Should percentages be reported with decimal places? When presenting data using a percentage, is it a good thing to have decimal places, say 2 decimal places instead of rounding off to whole numbers?
For example, instead of 23.43%, you round off to 23%.
I am looking at this from the perspective of whether the 2 decimal places accuracy will make much difference since we are dealing with percentage and not raw data value.
 A: It depends on the size of the differences between classes. In most applications, saying the 73% prefer option A and 27% prefer option B is perfectly acceptable. But if you're dealing in an election where candidate X has 50.15% of votes and candidate Y has 49.86%, the decimal places are very much necessary.

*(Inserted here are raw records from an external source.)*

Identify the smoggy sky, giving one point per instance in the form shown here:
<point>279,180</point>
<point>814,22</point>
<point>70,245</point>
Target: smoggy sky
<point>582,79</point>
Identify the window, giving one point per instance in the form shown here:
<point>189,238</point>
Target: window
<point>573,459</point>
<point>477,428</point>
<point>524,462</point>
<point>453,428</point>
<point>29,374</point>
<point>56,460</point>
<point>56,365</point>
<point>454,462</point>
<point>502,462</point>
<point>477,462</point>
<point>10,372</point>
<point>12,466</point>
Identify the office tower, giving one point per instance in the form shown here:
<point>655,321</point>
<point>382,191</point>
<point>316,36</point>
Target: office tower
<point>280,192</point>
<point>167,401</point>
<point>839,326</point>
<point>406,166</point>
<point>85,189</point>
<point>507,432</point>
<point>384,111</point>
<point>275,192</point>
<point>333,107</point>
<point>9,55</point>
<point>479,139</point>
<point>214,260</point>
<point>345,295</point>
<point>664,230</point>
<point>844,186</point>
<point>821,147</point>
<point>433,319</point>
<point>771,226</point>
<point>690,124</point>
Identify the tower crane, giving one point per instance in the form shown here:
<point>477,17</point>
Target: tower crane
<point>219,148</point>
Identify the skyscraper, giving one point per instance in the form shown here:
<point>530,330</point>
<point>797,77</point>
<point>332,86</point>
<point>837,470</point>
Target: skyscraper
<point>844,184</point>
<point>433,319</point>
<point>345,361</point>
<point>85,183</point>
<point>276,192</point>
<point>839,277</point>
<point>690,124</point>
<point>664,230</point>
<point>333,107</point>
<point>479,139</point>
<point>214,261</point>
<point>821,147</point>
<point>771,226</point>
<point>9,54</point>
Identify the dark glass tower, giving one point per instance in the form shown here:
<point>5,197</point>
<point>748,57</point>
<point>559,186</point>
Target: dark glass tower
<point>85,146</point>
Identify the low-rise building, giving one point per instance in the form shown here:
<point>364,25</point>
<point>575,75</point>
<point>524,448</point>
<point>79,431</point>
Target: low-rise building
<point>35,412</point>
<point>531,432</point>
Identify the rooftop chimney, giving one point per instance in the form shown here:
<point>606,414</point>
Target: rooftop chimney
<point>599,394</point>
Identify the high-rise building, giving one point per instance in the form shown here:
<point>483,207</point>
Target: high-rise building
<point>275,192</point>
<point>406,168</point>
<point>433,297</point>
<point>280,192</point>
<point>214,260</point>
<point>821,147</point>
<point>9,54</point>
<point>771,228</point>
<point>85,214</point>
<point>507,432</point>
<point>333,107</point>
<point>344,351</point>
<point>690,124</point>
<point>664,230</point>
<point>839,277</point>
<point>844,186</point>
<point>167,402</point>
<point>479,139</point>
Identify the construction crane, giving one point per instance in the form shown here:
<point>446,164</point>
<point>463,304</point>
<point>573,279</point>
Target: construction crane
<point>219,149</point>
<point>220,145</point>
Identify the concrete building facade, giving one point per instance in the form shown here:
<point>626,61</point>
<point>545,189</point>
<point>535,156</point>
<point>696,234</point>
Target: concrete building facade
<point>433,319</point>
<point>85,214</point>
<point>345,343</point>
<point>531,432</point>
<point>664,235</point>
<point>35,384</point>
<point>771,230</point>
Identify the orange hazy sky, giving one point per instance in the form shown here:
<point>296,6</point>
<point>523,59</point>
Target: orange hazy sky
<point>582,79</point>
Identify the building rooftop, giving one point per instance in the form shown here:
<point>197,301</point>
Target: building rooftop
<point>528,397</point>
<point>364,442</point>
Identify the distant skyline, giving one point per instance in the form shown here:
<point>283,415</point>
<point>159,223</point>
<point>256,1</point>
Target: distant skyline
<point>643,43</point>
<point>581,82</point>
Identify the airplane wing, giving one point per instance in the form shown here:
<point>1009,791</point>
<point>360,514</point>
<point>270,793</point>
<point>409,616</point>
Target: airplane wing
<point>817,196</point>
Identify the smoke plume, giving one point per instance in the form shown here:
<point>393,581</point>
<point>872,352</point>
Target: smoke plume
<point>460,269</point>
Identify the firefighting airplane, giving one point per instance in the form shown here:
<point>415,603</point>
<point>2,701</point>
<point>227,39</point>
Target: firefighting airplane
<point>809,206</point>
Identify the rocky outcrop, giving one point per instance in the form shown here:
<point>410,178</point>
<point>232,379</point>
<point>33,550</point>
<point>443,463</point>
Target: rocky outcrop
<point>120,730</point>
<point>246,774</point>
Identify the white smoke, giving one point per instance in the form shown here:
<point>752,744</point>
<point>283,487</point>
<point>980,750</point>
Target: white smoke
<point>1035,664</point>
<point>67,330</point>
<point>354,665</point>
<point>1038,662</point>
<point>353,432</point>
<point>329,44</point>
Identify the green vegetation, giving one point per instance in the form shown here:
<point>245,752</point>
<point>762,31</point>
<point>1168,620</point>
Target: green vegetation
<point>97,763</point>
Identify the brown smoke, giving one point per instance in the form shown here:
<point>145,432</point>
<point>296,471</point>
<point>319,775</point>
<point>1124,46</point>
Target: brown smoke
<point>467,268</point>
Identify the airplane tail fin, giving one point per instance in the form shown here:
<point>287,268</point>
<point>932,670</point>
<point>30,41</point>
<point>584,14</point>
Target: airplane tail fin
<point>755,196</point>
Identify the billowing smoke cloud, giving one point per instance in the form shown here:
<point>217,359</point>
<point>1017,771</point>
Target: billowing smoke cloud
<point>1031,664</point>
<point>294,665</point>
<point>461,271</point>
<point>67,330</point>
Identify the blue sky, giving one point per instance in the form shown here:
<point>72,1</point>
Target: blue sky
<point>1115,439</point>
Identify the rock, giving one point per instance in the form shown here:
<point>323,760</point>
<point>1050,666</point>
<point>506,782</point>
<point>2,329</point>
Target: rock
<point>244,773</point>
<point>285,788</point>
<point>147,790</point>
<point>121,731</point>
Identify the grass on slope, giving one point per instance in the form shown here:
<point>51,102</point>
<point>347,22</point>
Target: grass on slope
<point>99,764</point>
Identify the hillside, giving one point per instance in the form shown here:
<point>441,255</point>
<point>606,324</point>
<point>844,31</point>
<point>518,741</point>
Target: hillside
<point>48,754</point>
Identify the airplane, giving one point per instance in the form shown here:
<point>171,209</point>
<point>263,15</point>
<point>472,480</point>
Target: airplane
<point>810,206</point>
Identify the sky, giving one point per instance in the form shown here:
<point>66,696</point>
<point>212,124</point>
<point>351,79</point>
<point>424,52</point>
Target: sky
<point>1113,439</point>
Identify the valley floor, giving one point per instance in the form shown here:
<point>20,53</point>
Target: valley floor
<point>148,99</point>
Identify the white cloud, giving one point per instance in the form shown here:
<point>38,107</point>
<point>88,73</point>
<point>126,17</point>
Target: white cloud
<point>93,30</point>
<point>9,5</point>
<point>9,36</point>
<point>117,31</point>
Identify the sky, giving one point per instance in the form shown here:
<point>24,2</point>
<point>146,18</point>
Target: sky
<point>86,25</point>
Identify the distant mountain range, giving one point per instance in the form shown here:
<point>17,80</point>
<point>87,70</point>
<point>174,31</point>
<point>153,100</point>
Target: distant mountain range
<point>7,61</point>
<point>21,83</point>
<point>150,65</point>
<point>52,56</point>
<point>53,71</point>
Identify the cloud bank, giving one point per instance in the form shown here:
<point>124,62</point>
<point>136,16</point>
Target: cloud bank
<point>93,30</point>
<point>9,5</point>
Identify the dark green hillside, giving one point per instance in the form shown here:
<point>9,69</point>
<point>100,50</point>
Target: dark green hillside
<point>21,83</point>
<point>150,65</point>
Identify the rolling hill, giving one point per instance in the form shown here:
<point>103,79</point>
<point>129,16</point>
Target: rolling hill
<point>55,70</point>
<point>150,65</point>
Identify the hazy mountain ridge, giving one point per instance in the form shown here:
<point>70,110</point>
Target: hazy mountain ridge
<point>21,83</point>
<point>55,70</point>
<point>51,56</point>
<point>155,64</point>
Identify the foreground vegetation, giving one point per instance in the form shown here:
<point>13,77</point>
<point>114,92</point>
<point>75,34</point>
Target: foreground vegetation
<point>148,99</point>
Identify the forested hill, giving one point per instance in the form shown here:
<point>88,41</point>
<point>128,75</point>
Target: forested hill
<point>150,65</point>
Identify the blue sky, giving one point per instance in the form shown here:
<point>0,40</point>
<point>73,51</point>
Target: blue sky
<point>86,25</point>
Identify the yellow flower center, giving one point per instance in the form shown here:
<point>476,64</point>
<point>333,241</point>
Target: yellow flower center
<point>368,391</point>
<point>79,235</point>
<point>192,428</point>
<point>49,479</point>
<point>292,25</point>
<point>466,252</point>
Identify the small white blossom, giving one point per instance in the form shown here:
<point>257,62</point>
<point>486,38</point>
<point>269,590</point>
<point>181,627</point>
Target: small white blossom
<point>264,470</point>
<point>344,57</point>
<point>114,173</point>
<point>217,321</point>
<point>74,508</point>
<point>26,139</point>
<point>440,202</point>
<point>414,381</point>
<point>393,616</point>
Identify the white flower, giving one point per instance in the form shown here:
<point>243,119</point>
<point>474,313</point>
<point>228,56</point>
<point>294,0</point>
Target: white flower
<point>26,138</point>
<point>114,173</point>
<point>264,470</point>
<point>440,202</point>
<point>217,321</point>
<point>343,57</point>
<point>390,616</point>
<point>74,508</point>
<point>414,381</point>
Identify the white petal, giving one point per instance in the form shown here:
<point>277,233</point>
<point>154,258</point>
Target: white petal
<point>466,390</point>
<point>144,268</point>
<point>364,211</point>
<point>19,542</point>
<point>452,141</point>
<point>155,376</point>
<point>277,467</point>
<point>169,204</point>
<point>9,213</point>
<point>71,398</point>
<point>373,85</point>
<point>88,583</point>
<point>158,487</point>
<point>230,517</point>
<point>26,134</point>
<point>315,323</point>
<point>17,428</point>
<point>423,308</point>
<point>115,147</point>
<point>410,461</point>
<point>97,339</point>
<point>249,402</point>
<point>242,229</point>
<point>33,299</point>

Of course, you need to take care to make sure that all classes add up to 100%. In my electoral example above, they add up to 100.01%. In that case you might even consider adding a third decimal place.
A: Different organisations often have conflicting rules for the precision in reporting of results. Ultimately there is a trade-off between when seeing the extra digits is useful, versus cases where unnecessary and excessive precision "can swamp the reader, overcomplicate the story and obscure the message" — a subject explored by Tim Cole (2015) in a piece that I found gave a useful guide to "sensible" precision in reporting, and a comparison of leading style manuals. His advice on percentages was as follows:

Integers, or one decimal place for values under 10%. Values over 90% may need one decimal place if their complement is informative. Use two or more decimal places only if the range of values is less than 0.1%
Examples: 0.1%, 5.3%, 27%, 89%, 99.6%

By "complement" he is referring to cases where one might be interested in the "other lot", e.g. if I tell you 98% of patients in a trial got better, you may well be interested in the 2% who did not, and in that case another decimal place to distinguish whether that "2%" really means "2.4% or "1.6%" would actually be useful.
References
Cole, T. J. (2015). Too many digits: the presentation of numerical data. Archives of disease in childhood, 100(7), 608-609. http://dx.doi.org/10.1136/archdischild-2014-307149
A: This is a significant figures issue, and is dependent upon the precision of the numbers underlying the percentages. The technically correct number of significant figures is not dependent upon downstream use or the differences between percentage values.
If you're trying to express a percentage describing 5 items out of 7, it would be absurd to claim that it's 71.4285714285% - you simply don't have the precision to back up all those decimal places. When doing division, your answer should have as many significant figures and the fewest number of sig figs in your starting numbers. Here, you only have 1 significant figure, so the percentage should really just be 70%, not even 71%. If you had another example where you want to express 71428 items out of 100000, then you are justified in using more significant figures, all the way out to 71.428%.
Even if you have great precision, it's often preferable to truncate for human readability. Depending on your domain, adding those two extra decimal places may or may not make a difference. You should never over-report significant figures, but you may be justified in under-reporting them if your statistical precision is greater than what's needed for your application.